Toda a verba suplementar enviada à Justiça do Trabalho mineira - no valor de R$2.486.356,00 – foi destinada ao pagamento de juízes. A confirmação foi dada pelo presidente do TRT-MG, Paulo Sifuentes, em reunião no último dia 5 de agosto com a presidente do SITRAEMG, Sônia Peres e o diretor José Francisco.
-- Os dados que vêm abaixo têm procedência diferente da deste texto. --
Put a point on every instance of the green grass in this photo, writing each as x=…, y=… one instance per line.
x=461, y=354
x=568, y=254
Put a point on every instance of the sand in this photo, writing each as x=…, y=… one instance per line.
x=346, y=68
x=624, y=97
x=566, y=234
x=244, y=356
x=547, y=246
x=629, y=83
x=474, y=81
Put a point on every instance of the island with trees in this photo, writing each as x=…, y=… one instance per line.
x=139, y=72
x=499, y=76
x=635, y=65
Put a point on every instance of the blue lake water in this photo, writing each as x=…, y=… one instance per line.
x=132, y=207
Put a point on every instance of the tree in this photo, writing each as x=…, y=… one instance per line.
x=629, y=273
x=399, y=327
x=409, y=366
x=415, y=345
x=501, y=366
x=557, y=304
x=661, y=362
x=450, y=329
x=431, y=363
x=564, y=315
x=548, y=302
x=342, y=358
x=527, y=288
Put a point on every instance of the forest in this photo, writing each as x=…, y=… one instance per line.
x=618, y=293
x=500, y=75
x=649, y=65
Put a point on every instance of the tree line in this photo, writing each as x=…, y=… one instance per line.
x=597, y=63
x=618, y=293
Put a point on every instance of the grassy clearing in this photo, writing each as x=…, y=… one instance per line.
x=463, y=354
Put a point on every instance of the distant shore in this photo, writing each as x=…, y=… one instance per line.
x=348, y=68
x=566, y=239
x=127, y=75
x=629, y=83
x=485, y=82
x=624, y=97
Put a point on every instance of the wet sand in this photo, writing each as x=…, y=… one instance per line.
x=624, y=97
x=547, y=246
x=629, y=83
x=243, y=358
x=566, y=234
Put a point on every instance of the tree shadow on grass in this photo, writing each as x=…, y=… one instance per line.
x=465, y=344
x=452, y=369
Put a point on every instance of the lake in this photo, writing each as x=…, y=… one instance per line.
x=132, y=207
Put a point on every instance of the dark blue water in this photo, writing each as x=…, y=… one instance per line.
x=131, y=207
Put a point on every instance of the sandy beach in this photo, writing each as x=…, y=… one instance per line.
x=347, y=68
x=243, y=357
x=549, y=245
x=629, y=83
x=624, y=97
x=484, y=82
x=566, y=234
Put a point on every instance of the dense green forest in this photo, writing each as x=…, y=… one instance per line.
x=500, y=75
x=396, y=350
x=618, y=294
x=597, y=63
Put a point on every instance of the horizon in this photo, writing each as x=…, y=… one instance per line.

O crédito suplementar foi previsto no Ato Conjunto nº 19/2008, do Tribunal Superior do Trabalho (TST) e do Conselho Superior da Justiça do Trabalho (CSJT) e foi aberto para todos os Tribunais Regionais do Trabalho do país. A decisão do TRT da 3ª Região levou o SITRAEMG a protocolar pedido para o pagamento de passivos devidos aos servidores. O Sindicato também iniciou, através do seu portal, uma campanha em favor dos direitos destes trabalhadores Os servidores que acessarem o site poderão

encaminhar, por e-mail, para o presidente e os dois desembargadores que ocupam a vice-presidência do TRT, uma mensagem solicitando a essas autoridades que enviem ao TST e ao CSJT (Conselho Superior da Justiça do Trabalho) um pedido de verbas suplementares para o pagamento de passivos. Conforme prevê o Ato Conjunto nº 19/2008, os tribunais podem pedir novas verbas nas seguintes datas: 14/08 e 15/10. O SITRAEMG reforça a importância dos filiados participarem da campanha. "O TRT-MG é referência nacional em qualidade e produtividade e deve isso não só a seus magistrados, mas também ao labor incansável de seus servidores. Tenho certeza de que um grande número deles reforçarão o pedido do Sindicato; afinal, é só clicar e enviar!", comenta a presidente Sônia Peres.

Horas-extras: um grave problema O SITRAEMG está preocupado com o grande número de horas-extras que os servidores do Judiciário Fedral de Minas Gerais estão sendo obrigados a fazer, sem a remuneração equivalente. O fato ocorre no TRE, em vir tude do ano eleitoral, e é constante também na Justiça Fedral e na Justiça do Trabalho. Faltam servidores concursados e qualificados para a demanda de trabalho. Encher as Varas de estagiários e requisitados estranhos ao quadro e sem o compormisso que o servidor de carreira tem com seu trabalho e sua instituição é um paleativo que não resolve o problema, é só adiar a solução. Não foram poucas as reclamações que chegaram ao Sindicato sobre a questão. Servidores do interior e da capital se queixam do grande número de horas-extras que estão fazendo, sem o devido pagamento em pecúnia ou recompensa em folga. Além disso, funcionários, especialmente, os que ocupam Funções Comissionadas, inclusive, de assessores de juízes e desembargadores, que levam serviço para casa e são privados de seus feriados e finais de semana em função do volume de trabalho. Alguns chegam a afirmar que ao invés de receberem dinheiro preferem ter suas folgas respeitadas, pois estão perdendo em qualidade de vida. O Sindicato vai reforçar a campanha pela oficialização da jornada de 6 horas, solução definitiva para o problema. Enquanto isso, o jurídico do SITRAEMG está buscando remédios legais para minorar o problema nos três tribunais. O que não pode é o Judiciário Fedral dar esse mal exemplo, como diz o dito popular "casa de ferreiro, espeto de pau".